For each cluster group and resource, verify that the newly recovered node appears as a possible owner in Cluster Administrator, then move a resource group to the newly recovered node and verify that the move is successful. For information, see To test Test whether group resources can fail over.
Note
- If you do not have an Automated System Recovery backup of the node, you can evict that node and add a new node to the cluster. For more information, see To Evict a node from the clusterand To Add additional nodes to the cluster.
Scenario 7—Cluster Quorum Rollback
If recent changes to your cluster have resulted in the cluster not functioning as expected, you can use the Backup or Restore Wizard to roll back your cluster to a previous configuration. For example, if a number of resources have mistakenly been deleted from the cluster configuration, you can roll it back, using a backup that contains those resources.
For information, see Restore the contents of a cluster quorum disk for all nodes in a cluster.
Scenario 8—Complete Cluster Failure
Symptom: None of the nodes can boot up.
If all nodes fail in a cluster and the quorum disk cannot be repaired, follow these steps:
Use Automated System Recovery on one node in the original cluster, choosing a node that was backed up recently and that was active in the cluster at the time it was backed up. This restores the disk signatures, the partition layout of the cluster disks (quorum and nonquorum), and the cluster configuration data. Do not start other nodes until the first node is restored. For more information, see To Restore a damaged cluster node using Automated System Recovery.

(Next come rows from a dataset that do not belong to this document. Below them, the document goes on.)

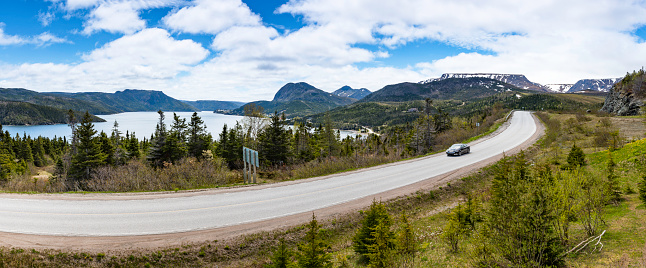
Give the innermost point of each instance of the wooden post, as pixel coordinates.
(244, 160)
(255, 163)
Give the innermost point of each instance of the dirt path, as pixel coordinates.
(106, 244)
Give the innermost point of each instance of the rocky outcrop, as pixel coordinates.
(602, 85)
(627, 97)
(517, 80)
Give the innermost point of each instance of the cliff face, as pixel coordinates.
(517, 80)
(627, 97)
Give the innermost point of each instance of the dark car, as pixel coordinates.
(458, 149)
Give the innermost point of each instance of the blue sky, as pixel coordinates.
(246, 50)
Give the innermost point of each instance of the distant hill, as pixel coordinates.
(60, 102)
(23, 113)
(451, 88)
(559, 88)
(129, 100)
(517, 80)
(353, 93)
(306, 92)
(602, 85)
(298, 99)
(212, 105)
(628, 96)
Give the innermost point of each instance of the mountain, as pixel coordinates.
(298, 99)
(517, 80)
(353, 93)
(559, 88)
(211, 105)
(603, 85)
(627, 97)
(24, 113)
(306, 92)
(444, 89)
(129, 100)
(59, 102)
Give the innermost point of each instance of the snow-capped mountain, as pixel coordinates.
(354, 93)
(518, 80)
(603, 85)
(559, 88)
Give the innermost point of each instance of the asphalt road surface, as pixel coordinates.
(169, 214)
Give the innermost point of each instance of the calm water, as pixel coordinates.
(142, 123)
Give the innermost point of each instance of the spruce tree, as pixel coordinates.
(198, 139)
(642, 189)
(89, 155)
(576, 157)
(380, 251)
(364, 237)
(282, 257)
(312, 252)
(158, 149)
(274, 142)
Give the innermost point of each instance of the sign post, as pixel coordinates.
(250, 159)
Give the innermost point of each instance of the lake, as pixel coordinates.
(142, 123)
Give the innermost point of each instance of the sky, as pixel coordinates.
(246, 50)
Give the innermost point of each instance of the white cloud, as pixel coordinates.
(114, 17)
(42, 40)
(211, 17)
(9, 39)
(148, 59)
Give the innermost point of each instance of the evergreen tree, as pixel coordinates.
(576, 157)
(642, 189)
(519, 222)
(406, 241)
(158, 148)
(612, 188)
(312, 252)
(381, 249)
(198, 140)
(282, 257)
(89, 155)
(176, 141)
(274, 142)
(364, 237)
(107, 148)
(132, 146)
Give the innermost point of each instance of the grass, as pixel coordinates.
(624, 241)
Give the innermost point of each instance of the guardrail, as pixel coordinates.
(509, 114)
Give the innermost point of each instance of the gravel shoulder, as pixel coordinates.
(107, 244)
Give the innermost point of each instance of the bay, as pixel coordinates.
(141, 123)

Restore other nodes. For more information, see Restore a damaged cluster node using Automated System Recovery.
Restore your applications and application data from backup data sets.
Important
- If you do not have an Automated System Recovery backup of each node, you cannot restore the cluster. Instead, you must recreate your cluster from scratch. For more information, see Checklist: Planning and creating a server cluster.
Scenario 9—Majority Node Set Cluster Failure
The methods for restoring a majority node set cluster are the same as for restoring other clusters. However, in a majority node set cluster, if some of the nodes fail, and the cluster loses quorum, you can force the remaining nodes to form a quorum and restart the cluster. For more information, see To Force quorum in a majority node set server cluster.
Note
- On a majority node set cluster, the cluster database is not stored on a cluster disk central to all nodes, but is instead stored locally on each node at %systemroot%\Cluster\MNS.%ResourceGUID%$\%ResourceGUID%$\MSCS\.
Scenario 10—Application Data Loss in a Server Cluster
When restoring application data in a server cluster, follow the instructions provided in the documentation that shipped with your application.
Important
- If you are backing up Microsoft Exchange Server, a newer version of NTBackup.exe may be available from the Exchange Server section of the Microsoft Web site. Otherwise, you can use the version of NTBackup.exe that is included with Windows Server 2003 family operating systems.